Final answer:
The magnitude of the magnetic force on an electron with a charge of -1.60×10⁻¹⁹ C, moving at 2.20×10⁵ m/s through a 1.75 T magnetic field at an angle of 40.0° to the field, is approximately 7.83×10⁻¹⁵ N.
Step-by-step explanation:
The magnitude of the magnetic force on an electron moving through a magnetic field can be determined using the formula F = |q|vBsin(θ), where F is the magnetic force, |q| is the magnitude of the charge, v is the velocity of the electron, B is the magnetic field strength, and θ is the angle between the velocity vector and the magnetic field vector.
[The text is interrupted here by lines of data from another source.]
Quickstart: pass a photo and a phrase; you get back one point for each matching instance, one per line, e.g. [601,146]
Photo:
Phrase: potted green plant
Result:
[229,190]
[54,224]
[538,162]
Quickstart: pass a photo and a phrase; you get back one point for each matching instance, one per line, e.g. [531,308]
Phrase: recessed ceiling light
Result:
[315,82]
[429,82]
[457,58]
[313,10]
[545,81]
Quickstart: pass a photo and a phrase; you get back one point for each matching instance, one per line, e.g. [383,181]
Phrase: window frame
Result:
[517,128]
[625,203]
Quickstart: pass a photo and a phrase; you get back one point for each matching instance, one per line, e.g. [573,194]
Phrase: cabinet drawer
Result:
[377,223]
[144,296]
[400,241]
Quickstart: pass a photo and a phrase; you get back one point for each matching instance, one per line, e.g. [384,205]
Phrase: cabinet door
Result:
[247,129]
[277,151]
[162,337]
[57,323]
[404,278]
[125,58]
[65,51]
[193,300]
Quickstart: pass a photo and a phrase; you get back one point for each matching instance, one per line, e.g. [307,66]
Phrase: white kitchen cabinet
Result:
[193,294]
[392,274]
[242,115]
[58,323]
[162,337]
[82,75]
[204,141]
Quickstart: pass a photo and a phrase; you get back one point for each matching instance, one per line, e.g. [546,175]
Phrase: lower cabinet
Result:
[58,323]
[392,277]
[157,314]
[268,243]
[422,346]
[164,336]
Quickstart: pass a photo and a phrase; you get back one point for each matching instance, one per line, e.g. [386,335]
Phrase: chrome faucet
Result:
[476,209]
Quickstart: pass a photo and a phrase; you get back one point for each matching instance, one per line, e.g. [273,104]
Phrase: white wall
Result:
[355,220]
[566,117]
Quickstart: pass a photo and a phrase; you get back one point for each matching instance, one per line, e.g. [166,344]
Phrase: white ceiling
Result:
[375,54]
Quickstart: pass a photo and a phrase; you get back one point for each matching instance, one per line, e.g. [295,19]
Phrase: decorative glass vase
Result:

For the given values in the student's question, we have an electron with charge -1.60×10⁻¹⁹ C, velocity 2.20×10⁵ m/s, and a magnetic field of 1.75 T. As the particle's velocity lies in the xy-plane directed at 50.0° to the x-axis, it makes an angle of 90° - 50.0° = 40.0° with the magnetic field directed in the y-direction.
Using these values, we calculate the magnetic force:
- F = |q|vBsin(θ)
- F = (1.60×10⁻¹⁹ C)(2.20×10⁵ m/s)(1.75 T)sin(40.0°)
- F = 1.60×10⁻¹⁹ C × 2.20×10⁵ m/s × 1.75 T × 0.6428
- F = 7.83×10⁻¹⁵ N
Therefore, the magnitude of the magnetic force on the electron is approximately 7.83×10⁻¹⁵ N.